Breadline Britain. The rise of mass poverty

Stewart Lansley and Joanna Mack
2015, Oneworld, 258 pages, £9.99
ISBN 9781780745442

Reviewer: Rosemary Connell

This book is very well written and researched and is based on a series of carefully designed surveys.

Since the late 1970’s Britain has become richer, but poverty rates have not gone down. How should poverty be measured? In relative or absolute terms? In 2010 it was statutorily recognised that poverty should be measured relative to median income leading to much debate much of which is clearly described by the authors. The surveys of 1983, 1990, 1999, and 2012 showing attitudes to necessities for adults reveal that the public believe that minimum living standards should reflect contemporary, not past, lifestyles.

The Breadline Britain approach says that a person is only deprived when they want but cannot afford a necessity. The proportion of households that cannot afford minimum housing and heating standards has risen between 1999 and 2012.  Food poverty and the use of food banks have risen. In areas where poorer people spend a greater proportion of their income, food, fuel and rents, prices have increased faster than inflation.

Forty per cent of those defined by the surveys as being in poverty are in full time employment, whereas only 9% of retired are classified as poor. Job insecurity and zero hours contracts have increased.  The UK and USA head the league tables of the proportion of people in low paid work (25% and 20% in 2010). Middle income jobs have been squeezed with the rise of automation while the proportion of very high paid and very low paid people have both increased. Squeezing middle income earners, often the creators of growth may well be counterproductive.

The failure of housing policy has been a driver of the rise in poverty, propelling increasing dependency on the under regulated private housing market.  The waiting list for social housing reached 1.8 million in 2012. The right to buy has led to a significant transfer of house ownership to the private rented sector rather than private ownership. Because of higher rents the housing benefit bill has risen sharply.

The authors believe that large corporate cash surpluses have led to low pay and job insecurity as in UK and USA and that these surpluses are often used for financial restructuring rather than much needed investment. Mergers and acquisitions can create large companies with monopoly power, which are then able to pressurise suppliers to slash their costs. It is also argued that the number of privatisations has led to higher rises in especially utility bills than there would have been without privatisation. It is claimed too that the media have increased their anti benefit claimant coverage and in some instances the government are blaming the poor for their poverty.

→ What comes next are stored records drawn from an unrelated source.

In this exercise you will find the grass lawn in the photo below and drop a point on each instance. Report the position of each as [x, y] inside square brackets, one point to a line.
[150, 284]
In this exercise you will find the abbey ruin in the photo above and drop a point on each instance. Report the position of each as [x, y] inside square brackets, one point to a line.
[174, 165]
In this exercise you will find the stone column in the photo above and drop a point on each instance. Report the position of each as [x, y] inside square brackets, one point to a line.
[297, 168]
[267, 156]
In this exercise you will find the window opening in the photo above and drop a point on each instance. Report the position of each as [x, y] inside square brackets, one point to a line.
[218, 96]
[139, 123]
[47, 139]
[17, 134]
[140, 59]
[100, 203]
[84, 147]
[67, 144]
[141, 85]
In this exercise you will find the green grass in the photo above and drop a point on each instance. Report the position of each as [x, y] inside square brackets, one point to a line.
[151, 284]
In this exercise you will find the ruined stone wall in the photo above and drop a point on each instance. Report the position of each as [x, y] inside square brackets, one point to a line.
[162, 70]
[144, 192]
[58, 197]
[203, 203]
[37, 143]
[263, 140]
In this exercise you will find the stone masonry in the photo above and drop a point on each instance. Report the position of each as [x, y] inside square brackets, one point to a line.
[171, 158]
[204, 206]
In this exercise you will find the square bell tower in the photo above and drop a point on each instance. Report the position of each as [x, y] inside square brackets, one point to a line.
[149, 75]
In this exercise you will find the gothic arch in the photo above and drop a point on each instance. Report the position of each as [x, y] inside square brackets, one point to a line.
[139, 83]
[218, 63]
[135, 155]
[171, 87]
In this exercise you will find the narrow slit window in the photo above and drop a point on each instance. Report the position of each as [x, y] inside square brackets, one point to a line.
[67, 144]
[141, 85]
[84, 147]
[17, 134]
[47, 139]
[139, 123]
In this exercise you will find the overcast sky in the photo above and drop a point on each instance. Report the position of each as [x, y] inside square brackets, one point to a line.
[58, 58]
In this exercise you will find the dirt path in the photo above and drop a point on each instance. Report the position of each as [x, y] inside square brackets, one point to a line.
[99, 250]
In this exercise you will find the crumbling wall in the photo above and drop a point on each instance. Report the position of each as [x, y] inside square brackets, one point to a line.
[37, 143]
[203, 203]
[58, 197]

Inequality and lack of opportunity especially for the young are fundamental problems for Britain. To tackle poverty inequality and deprivation a wholly different raft of political choices are extensively discussed, including a progressive tax system. Interesting thoughts on the momentum for change are described.

This book should be widely read and discussed especially by politicians and the media. It provides a panorama of food for thought on important issue of the day.